Em última análise, a felicidade se resume em escolher entre o desconforto de tomar consciência das nossas aflições mentais e o desconforto de ser dominado por elas.
Yongey Mingyur Rinpoche
Por
Margarete Hülsendeger |
Segundo a psicologia evolucionista[1], no nível mais básico, todas as ideias, percepções e sentimentos que nos guiam pela vida são os mesmos que ajudaram nossos ancestrais a passar genes para a geração seguinte. Por isso, rigorosamente falando, é irrelevante saber se esses pensamentos e sensações fornecem uma visão genuína da realidade. Ou seja, por conta da necessidade de sermos produtivos em condições adversas, o cérebro humano foi projetado para, entre outras coisas, nos iludir.
Uma maneira de nos tornar mais produtivos é aumentando a expectativa do prazer, mas, ao mesmo tempo, fazendo que esse prazer seja de curta duração. Ansiar por algo a ponto de considerá-lo vital, para depois perceber que ele não era tão importante, é a forma encontrada pela evolução para nos manter em movimento. Infelizmente, conhecer essa “verdade” não torna a vida melhor. A busca pelo prazer transforma-se em uma esteira projetada para nos manter correndo sem chegar a lugar algum, tornando-se uma das maiores fontes de frustração e ansiedade.
A conquista do prazer, no entanto, não é a única ilusão criada pelo cérebro no decorrer da evolução. Existem outros sentimentos e sensações que entraram para a linhagem humana por que um dia serviram aos interesses dos nossos antepassados. A raiva e o desejo de punir quem nos trata de maneira injusta ou demonstra desrespeito, por exemplo, são emoções profundamente humanas porque são uma herança ancestral. Assim, embora exista algo desagradável em ficar irritado, há algo de prazeroso no próprio sentimento da raiva: a sensação de que se está furioso com motivo. Essa aura de dignidade com a qual revestimos muitas de nossas ações é outro sentimento ilusório, pois cedendo a ele assumimos comportamentos que podem nos prejudicar de formas que não conseguimos compreender.
Ao lado do prazer e da raiva está a necessidade de nos importarmos – e muito – com o que as outras pessoas pensam de nós. Essa é outra daquelas ilusões impostas pela evolução porque, em algum momento do passado, era de capital importância estar nas boas graças dos vizinhos. Portanto, a suspeita de que as pessoas pensam muito sobre nós, para o bem ou para o mal, também costuma ser uma ilusão. Do mesmo modo, a sensação tácita de que há alguma importância no que quase todas as pessoas que conhecemos imaginam sobre nós. Esse sentimento gera estresse e, por consequência, a perda de tempo e de energia com preocupações que não servem para nada.

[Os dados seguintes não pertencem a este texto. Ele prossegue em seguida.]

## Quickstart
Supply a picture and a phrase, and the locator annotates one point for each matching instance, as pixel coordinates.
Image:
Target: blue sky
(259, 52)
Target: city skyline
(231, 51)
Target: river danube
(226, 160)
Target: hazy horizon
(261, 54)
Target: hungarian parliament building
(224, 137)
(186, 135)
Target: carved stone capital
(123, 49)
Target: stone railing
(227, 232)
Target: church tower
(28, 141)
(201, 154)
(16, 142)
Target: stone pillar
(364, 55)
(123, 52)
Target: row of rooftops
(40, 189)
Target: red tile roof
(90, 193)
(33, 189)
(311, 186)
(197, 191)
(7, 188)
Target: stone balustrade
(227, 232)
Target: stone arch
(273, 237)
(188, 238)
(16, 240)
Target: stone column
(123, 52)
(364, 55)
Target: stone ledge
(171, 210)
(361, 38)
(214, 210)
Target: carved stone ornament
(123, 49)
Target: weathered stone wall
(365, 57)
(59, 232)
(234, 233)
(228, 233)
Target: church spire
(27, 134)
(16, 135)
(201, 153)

O grande desafio é compreender que é da própria natureza dos sentimentos e das sensações dificultar a capacidade de perceber as diferenças entre aqueles que são valiosos e os que são prejudiciais. Em contrapartida, todos esses pensamentos e percepções têm em comum o fato de terem sido “projetados” para nos convencer a segui-los. Um convencimento facilitado quando se tem a colaboração do ego. Quando acreditamos em algo acerca de nós mesmos fica mais fácil persuadir outras pessoas a acreditarem na mesma ideia. Essa é a razão para contarmos histórias que, além de precisarem ser coerentes, nos colocam sob uma luz favorecedora. Como resultado, somos propensos a nos lembrar mais dos eventos que nos apresentam de forma favorável e menos naqueles que nos mostram de maneira negativa. Era importante para os nossos antepassados, segundo a psicologia evolucionista, parecer mais forte, mais justo, mais honesto e confiável porque essas eram (e são) características que despertam respeito e lealdade.
Com as poucas ideias que apresentei neste texto é possível perceber que a psicologia evolucionista é uma área fascinante porque pode fornecer uma estrutura básica capaz de integrar todo o campo da psicologia do mesmo modo que a biologia evolutiva fez com a biologia. Contudo, ela não é uma unanimidade. As críticas feitas a ela envolvem questões como a testabilidade, em virtude da grande incerteza sobre como era o ambiente ancestral. Ademais, será que todos os nossos pensamentos, sentimentos e percepções têm como única explicação causas genéticas e adaptativas? A pergunta (e a crítica) não invalida o que foi exposto aqui, ao contrário, ela propicia uma reflexão sobre novas formas de interpretar o comportamento humano diante dos contratempos da vida. Como a ciência não trabalha com absolutos, as questões levantadas pela psicologia evolutiva abrem a possibilidade de pensar sobre possíveis caminhos para entendermos nosso papel na sociedade na qual vivemos.
[1] Os conceitos aqui tratados sobre psicologia evolucionista foram baseados no livro Por que o budismo funciona?, de Robert Wright (Editora Sextante, 2018).